Rapper-actress and veteran Hollywood super-producer Queen Latifah said that she often turns to God in prayer before big moments or decision-making to help her do the right thing.
“I pray about things before I do them,” the Grammy-winner said at a Tribeca Film Festival event. “I find that I have to stop and pray often about things because I need to get quiet about something — especially something big, something small, something nagging at me.”
“I just need to kind of get quiet and pray about it for a minute,” Latifah said.
This is not the first time that Queen Latifah, now 49, has opened up about her Christian faith and her prayer life.
After making the hit movie Last Holiday, in which she played Georgia Byrd, a reserved, church-going New Orleans department-store worker, Latifah said that she has always had a sense of God’s care for her, particularly in tough moments, like when her older brother died.

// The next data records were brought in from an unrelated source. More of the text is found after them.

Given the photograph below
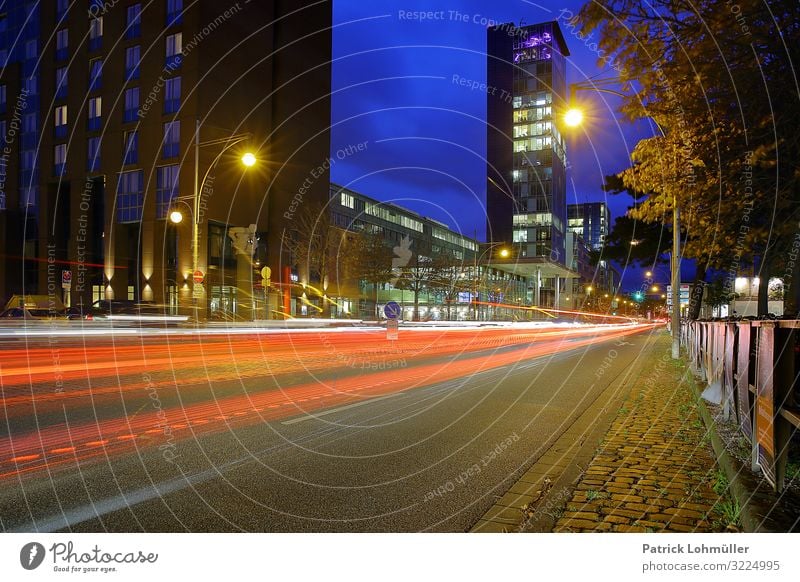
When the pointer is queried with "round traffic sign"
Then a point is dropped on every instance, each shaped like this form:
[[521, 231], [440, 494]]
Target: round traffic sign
[[392, 310]]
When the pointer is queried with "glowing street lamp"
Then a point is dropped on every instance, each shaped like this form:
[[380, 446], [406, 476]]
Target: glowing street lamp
[[573, 117]]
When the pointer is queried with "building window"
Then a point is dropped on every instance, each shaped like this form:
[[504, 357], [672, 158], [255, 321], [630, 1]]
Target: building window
[[174, 50], [131, 146], [32, 85], [95, 33], [31, 49], [95, 113], [61, 83], [62, 44], [172, 95], [166, 189], [59, 159], [131, 104], [93, 154], [61, 121], [134, 21], [130, 196], [132, 59], [172, 139], [174, 12], [95, 74]]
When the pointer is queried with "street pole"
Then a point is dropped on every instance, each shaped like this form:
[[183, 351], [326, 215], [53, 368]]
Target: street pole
[[196, 213], [676, 281]]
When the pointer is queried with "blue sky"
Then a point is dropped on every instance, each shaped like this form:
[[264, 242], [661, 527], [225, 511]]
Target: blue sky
[[425, 135]]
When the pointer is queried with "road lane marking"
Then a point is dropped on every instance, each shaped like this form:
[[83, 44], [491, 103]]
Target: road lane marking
[[339, 409]]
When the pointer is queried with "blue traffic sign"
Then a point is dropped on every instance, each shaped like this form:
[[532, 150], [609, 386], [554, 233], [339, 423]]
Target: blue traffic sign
[[392, 310]]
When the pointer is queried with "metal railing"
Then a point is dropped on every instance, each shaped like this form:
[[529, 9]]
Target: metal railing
[[755, 364]]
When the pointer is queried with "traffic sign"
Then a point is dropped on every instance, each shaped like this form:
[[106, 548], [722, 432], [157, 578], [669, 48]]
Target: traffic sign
[[392, 310], [392, 329]]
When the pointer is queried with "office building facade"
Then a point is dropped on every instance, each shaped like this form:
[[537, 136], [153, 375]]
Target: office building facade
[[591, 220], [526, 156], [115, 96]]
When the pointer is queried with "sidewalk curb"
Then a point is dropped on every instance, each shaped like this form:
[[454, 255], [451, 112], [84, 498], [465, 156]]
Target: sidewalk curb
[[737, 474], [552, 478]]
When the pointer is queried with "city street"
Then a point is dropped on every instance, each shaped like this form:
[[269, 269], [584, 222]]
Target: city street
[[313, 430]]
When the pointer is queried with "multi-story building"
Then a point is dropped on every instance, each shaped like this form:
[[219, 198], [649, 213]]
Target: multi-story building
[[526, 167], [102, 105], [475, 286], [591, 220]]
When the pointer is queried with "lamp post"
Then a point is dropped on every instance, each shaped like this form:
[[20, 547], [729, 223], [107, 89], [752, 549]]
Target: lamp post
[[248, 159], [573, 118], [478, 258]]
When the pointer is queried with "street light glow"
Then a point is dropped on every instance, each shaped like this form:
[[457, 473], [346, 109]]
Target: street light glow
[[573, 117]]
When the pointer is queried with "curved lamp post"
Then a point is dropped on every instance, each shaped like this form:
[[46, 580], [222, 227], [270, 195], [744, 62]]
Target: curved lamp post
[[248, 160]]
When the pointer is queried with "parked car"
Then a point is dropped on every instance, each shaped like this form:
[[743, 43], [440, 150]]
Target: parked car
[[139, 312]]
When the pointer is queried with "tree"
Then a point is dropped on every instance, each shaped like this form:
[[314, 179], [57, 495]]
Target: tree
[[371, 261], [317, 246], [450, 280], [707, 75], [420, 274]]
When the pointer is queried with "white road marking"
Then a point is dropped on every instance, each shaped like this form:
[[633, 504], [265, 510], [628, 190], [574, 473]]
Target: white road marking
[[340, 409]]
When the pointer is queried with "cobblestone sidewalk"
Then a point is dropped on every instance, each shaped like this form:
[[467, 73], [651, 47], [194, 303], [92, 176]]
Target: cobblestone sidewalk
[[655, 470]]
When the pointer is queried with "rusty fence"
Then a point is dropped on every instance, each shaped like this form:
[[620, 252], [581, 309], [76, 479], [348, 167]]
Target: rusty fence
[[755, 365]]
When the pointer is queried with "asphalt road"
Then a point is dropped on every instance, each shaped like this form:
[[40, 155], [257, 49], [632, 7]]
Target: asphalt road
[[319, 431]]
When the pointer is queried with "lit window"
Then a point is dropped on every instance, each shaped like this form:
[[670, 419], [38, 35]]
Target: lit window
[[95, 113], [131, 146], [130, 196], [95, 74], [95, 33], [131, 104], [174, 12], [31, 49], [172, 95], [166, 189], [61, 121], [93, 154], [174, 45], [59, 158], [61, 83], [132, 59], [62, 44], [172, 139], [133, 21]]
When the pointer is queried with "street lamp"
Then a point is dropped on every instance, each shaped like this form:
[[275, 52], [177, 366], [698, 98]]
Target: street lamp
[[505, 253], [248, 159], [574, 117]]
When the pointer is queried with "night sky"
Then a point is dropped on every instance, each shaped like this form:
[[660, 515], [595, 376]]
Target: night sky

“I really believe that God had his hands on me the whole time, and my family as well, and we’ve come through it and we really probably didn’t think we could,” she told Beliefnet. “I did get some little lessons throughout this thing happening, and I just remember one of the thoughts that was planted in my mind — I think by God — was that ‘don’t let it all go’: Don’t let everything go, because you’re going to make it through this.’
Born Dana Elaine Owens, Queen Latifah was baptized a Baptist but now just considers herself “a Christian.”
Latifah says her favorite prayer — her “old faithful” — is the Our Father, but more often she speaks to God straight from the heart.
“Most of the time I just talk. I just thank God first for everything. And then we just talk about whatever’s on my mind or whatever I’m thinking about,” she said.
“Sometimes I pray when I really feel like I need God to help me with something, and sometimes we just have conversations. We just kick it. God is my homeboy. Jesus is my homeboy,” she said.
Queen Latifah said she used to tell her mother, “Ma, Jesus is a gangsta.”
“Think about it, when he’s ready to preach, he gathered up a crew,” she said. “Now, 12 dudes walking around sound like a gang to me. But it was just a gang for God, a gang for Jesus, which is all good. Of course he can relate to the poor.”